O presidente do partido ANAMOLA, Venâncio Mondlane, realizou esta semana uma visita ao distrito da Manhiça para avaliar no terreno a situação das populações afectadas pelas inundações provocadas pelas chuvas intensas que assolam o país. Mondlane fez-se acompanhar da primeira-dama, Francelina Mondlane, e de uma comitiva partidária, no âmbito de acções de solidariedade e apoio humanitário.
A deslocação deu seguimento a um compromisso público assumido no dia anterior e incluiu visitas a locais críticos ao longo do troço Manhiça–03 de Fevereiro, actualmente severamente condicionado pelas cheias. Uma das primeiras paragens foi a Igreja Baptista da Manhiça, instituição que tem acolhido viajantes e famílias impedidas de prosseguir viagem após a interdição da estrada nacional naquele ponto. Segundo a comitiva, a visita visou reconhecer o papel da igreja na assistência humanitária, ao garantir abrigo e apoio básico a pessoas em situação de vulnerabilidade.

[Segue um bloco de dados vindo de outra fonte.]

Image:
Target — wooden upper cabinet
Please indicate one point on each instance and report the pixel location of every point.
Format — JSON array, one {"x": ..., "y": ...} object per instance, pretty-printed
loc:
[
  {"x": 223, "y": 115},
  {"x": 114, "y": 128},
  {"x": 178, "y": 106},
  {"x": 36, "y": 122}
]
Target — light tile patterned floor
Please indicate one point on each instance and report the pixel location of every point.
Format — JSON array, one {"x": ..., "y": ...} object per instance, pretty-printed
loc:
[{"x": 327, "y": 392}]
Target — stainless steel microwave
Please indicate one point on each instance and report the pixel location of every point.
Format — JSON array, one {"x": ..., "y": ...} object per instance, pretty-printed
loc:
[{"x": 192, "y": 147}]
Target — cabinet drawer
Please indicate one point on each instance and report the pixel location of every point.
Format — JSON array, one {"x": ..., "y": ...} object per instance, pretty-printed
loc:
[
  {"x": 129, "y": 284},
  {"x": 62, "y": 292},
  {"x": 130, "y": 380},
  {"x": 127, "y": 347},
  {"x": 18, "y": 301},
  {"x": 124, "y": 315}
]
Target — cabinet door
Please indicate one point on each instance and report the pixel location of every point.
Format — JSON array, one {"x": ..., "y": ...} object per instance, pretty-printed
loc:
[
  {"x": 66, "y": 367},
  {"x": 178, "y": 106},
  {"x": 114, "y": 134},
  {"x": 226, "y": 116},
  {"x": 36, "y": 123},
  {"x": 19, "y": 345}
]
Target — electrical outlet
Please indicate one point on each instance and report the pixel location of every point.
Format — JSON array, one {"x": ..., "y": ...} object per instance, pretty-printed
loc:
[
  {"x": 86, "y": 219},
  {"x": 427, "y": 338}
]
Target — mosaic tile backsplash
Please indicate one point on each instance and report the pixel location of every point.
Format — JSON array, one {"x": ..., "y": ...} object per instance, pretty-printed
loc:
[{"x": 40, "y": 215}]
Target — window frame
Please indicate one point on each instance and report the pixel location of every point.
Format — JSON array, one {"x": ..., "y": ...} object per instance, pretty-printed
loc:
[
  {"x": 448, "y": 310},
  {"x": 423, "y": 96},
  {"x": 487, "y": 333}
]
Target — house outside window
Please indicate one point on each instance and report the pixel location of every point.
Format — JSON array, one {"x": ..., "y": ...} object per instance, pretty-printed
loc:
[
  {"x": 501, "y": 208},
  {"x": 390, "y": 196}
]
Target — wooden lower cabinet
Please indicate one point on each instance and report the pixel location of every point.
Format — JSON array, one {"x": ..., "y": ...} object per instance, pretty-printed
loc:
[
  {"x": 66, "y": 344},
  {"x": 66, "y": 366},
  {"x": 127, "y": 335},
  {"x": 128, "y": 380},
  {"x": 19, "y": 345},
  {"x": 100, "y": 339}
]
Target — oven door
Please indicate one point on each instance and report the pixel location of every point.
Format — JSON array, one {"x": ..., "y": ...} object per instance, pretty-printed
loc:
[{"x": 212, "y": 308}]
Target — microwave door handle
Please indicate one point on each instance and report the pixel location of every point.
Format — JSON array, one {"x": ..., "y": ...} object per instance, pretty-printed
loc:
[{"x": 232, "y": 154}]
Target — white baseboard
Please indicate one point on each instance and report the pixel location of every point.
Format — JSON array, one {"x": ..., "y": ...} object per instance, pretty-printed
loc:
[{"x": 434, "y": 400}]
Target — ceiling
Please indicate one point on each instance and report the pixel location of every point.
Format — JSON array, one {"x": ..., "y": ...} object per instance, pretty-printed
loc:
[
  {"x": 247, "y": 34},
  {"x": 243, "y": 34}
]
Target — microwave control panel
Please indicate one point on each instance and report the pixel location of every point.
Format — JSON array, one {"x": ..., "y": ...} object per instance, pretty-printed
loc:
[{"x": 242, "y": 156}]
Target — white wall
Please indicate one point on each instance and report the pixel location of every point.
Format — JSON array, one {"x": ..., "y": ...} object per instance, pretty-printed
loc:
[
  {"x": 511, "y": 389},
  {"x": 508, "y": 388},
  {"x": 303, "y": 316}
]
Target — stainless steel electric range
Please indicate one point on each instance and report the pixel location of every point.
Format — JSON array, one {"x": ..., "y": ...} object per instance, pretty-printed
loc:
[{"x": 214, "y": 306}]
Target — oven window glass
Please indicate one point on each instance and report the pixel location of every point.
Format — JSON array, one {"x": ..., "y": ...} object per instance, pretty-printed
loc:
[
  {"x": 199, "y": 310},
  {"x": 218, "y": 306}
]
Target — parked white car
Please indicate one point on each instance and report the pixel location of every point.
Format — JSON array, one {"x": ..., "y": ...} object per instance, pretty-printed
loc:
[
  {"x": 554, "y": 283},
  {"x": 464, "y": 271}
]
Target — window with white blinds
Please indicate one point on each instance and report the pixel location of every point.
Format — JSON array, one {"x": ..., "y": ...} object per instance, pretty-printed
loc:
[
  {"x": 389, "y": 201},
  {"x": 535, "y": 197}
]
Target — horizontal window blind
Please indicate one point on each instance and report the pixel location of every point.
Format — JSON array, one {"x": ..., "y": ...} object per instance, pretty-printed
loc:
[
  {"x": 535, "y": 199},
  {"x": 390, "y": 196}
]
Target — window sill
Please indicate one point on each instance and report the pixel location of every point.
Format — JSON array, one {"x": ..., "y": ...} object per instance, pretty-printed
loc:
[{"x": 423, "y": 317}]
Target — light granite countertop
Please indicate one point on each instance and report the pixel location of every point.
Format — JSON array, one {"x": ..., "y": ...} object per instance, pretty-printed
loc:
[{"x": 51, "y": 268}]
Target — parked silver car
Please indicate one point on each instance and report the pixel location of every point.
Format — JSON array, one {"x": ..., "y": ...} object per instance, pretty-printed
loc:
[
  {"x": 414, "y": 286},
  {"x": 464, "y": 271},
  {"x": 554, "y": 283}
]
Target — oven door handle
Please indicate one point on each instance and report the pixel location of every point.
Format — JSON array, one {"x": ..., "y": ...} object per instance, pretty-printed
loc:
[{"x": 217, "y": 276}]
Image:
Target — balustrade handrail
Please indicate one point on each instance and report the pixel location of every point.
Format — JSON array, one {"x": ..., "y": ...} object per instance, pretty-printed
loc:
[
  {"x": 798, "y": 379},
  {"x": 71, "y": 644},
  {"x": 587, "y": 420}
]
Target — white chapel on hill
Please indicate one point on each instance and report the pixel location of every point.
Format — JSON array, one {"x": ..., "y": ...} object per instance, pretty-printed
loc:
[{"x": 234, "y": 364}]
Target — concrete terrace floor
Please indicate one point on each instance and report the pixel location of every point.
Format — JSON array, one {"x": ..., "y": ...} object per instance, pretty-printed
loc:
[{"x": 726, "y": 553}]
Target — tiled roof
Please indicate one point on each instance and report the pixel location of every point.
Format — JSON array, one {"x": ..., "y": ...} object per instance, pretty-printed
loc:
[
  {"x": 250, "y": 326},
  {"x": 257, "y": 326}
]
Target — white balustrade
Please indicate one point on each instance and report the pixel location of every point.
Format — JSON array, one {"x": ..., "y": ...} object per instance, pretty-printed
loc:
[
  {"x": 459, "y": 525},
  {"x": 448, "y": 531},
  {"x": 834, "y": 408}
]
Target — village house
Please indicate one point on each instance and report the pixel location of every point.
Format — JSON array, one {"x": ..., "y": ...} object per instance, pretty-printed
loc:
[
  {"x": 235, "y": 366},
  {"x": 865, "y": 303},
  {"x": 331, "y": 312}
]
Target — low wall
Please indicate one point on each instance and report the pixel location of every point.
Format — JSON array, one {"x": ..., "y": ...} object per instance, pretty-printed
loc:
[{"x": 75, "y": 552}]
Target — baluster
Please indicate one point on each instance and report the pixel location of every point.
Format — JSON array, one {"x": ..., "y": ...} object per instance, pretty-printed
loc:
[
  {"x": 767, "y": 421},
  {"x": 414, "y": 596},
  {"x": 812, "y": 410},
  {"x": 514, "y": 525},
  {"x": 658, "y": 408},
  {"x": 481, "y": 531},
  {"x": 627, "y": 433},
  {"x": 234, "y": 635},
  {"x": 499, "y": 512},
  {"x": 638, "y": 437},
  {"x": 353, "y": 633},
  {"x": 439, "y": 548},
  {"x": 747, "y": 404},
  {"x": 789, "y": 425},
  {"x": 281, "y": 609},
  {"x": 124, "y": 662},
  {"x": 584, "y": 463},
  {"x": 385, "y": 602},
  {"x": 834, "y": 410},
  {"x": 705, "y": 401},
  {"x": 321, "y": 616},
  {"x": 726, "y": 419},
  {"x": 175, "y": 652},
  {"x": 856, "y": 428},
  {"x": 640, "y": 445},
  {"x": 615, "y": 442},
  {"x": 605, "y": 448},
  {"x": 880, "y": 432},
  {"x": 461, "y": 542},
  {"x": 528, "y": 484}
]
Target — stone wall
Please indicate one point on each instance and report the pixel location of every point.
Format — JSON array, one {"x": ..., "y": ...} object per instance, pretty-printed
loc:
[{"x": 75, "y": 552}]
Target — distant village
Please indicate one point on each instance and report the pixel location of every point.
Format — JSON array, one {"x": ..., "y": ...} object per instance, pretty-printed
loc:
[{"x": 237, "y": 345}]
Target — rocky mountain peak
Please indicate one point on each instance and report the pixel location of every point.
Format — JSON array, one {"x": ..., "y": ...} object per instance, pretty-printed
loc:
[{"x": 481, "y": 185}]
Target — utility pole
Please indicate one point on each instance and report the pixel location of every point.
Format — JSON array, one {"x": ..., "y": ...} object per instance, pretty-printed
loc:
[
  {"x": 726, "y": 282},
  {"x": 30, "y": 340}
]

Mondlane esteve igualmente na Escola Secundária 03 de Fevereiro, convertida em centro de acomodação temporária para famílias desalojadas. No local, manteve contacto directo com as vítimas, ouviu relatos de perdas materiais totais e procedeu à entrega de kits alimentares. O líder partidário dirigiu ainda uma mensagem às equipas do Instituto Nacional de Gestão e Redução do Risco de Desastres presentes no local, defendendo que a protecção da vida humana deve constituir prioridade absoluta em contextos de calamidade.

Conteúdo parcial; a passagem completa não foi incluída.